Helping Samantha dress or teaching her anything before she was ready only caused violent meltdowns. I had to learn patience and how to tolerate anxiety while watching my daughter scream in fury because she couldn’t maneuver her arm into a sleeve. “Please tell me when you’d like some help so you can learn for next time,” I’d say, working hard to remain calm. Sometimes the suggestion: “Would you like to do it together?” allowed us to reach the teachable moment.
Most family excursions turned into teachable moments that parents of neurotypical kids couldn’t imagine. At age 8 on the beach our daughter ran over to another family’s umbrella and started slurping down someone’s abandoned Coke. When her brother tried to stop her, she yelled at megaphone volume: “It’s none of your business. Only Mommy and Daddy can tell me what to do.” Many lessons needed to be taught that day.
Sometimes I taught Samantha how to stay calm and appropriate, but the lesson backfired later. Samantha learned to knit and crochet instead of tying things in knots or touching herself when anxious. After 9/11, at the airport when Samantha was 10, security personnel removed the knitting needles from her carry-on bag. Quick diplomacy and explanation—to Samantha and security—were necessary to board the plane and take a much needed vacation. Fortunately, by then Samantha had a few years of Applied Behavioral Analysis and understood choices and consequences.
Although Samantha got A’s on her math tests at school, she had no idea how to apply math to life. When I went shopping with her at the Gap, I discovered my ninth-grader didn’t understand percentages or discounts. Nor did she see how math was essential in the world. Reporting to her teacher, I learned that Samantha wasn’t the only student mindlessly manipulating numbers. After that, her math class began going out for breakfast once a week; each student got a separate bill and practiced adding, making change and calculating tips.

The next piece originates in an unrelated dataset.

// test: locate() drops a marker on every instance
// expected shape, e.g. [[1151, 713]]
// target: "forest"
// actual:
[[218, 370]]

Another real-life math lesson for Samantha was how to handle train delays when we were late for our monthly doctor’s appointment in Washington, D.C. I always offered my daughter hypothetical plans. “If the train is 20 minutes late, and the doctor is running 10 minutes behind, how much time do we need to make up?” The solution might be to buy lunch and soda together instead of separately as she preferred, or go straight to the doctor where she started therapy while I bought lunch. I always practiced “Plan A, B and C.” It was imperative for her to learn how to come up with simple solutions to life’s problems and think on her own.

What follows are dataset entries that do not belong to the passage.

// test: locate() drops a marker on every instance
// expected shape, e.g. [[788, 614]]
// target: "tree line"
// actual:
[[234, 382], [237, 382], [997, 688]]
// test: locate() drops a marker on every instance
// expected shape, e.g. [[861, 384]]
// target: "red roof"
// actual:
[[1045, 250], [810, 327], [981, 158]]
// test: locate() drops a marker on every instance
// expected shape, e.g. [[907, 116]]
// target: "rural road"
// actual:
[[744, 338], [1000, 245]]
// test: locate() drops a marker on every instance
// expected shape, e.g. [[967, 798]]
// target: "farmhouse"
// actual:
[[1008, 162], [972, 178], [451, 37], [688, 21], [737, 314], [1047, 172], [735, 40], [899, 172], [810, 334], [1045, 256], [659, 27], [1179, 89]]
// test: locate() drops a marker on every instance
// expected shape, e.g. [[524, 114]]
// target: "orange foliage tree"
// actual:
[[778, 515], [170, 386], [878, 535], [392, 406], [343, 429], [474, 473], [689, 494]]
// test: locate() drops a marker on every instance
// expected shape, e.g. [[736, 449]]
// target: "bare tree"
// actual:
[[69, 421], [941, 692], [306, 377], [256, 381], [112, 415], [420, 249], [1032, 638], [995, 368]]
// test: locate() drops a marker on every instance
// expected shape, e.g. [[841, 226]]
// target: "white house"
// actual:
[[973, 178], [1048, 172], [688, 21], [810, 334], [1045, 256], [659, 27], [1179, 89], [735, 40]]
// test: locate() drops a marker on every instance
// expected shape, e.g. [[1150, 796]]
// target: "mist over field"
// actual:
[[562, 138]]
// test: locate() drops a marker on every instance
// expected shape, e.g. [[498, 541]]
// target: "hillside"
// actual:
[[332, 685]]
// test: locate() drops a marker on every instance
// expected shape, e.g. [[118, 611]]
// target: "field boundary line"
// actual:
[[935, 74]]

At their weekly Sunday father/daughter brunches, my husband invented a game: “What Doesn’t Belong?” a) a fork, b) a knife, c) a plate d) a spoon. Giving the right answer wasn’t enough. Samantha had to explain the plate didn’t belong because everything else was silverware. The game quickly progressed beyond simple concrete questions to complicated concepts and geography. Eventually Samantha began posing questions. The game was a lot of fun, and sometimes we discovered there was more than one right answer that could be defended with intelligent reasons.

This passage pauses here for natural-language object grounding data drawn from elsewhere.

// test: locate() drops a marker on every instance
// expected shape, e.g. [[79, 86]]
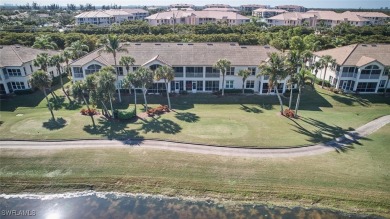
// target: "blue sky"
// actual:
[[306, 3]]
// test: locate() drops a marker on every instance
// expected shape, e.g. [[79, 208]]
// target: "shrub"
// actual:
[[23, 92], [289, 113], [126, 114]]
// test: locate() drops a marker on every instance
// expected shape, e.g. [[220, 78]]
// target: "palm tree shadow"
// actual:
[[250, 109], [58, 123], [187, 117], [161, 126], [340, 139]]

Although many experts were not optimistic about our daughter, Samantha managed to exceed their expectations. She graduated cum laude from Pace University and enjoyed a serious relationship with her boyfriend, who has Asperger’s, for more than two years. Our daughter was also chosen (over 100 neurotypical actresses) to co-star in an award-winning short film, Keep the Change, about young adults seeking romance and trying to navigate the neurotypical world. The full-length feature is scheduled for release in 2017. Right now Samantha sings with DreamStreet Theater Group and works part-time at a music school with young children. Casting agents, what’s next?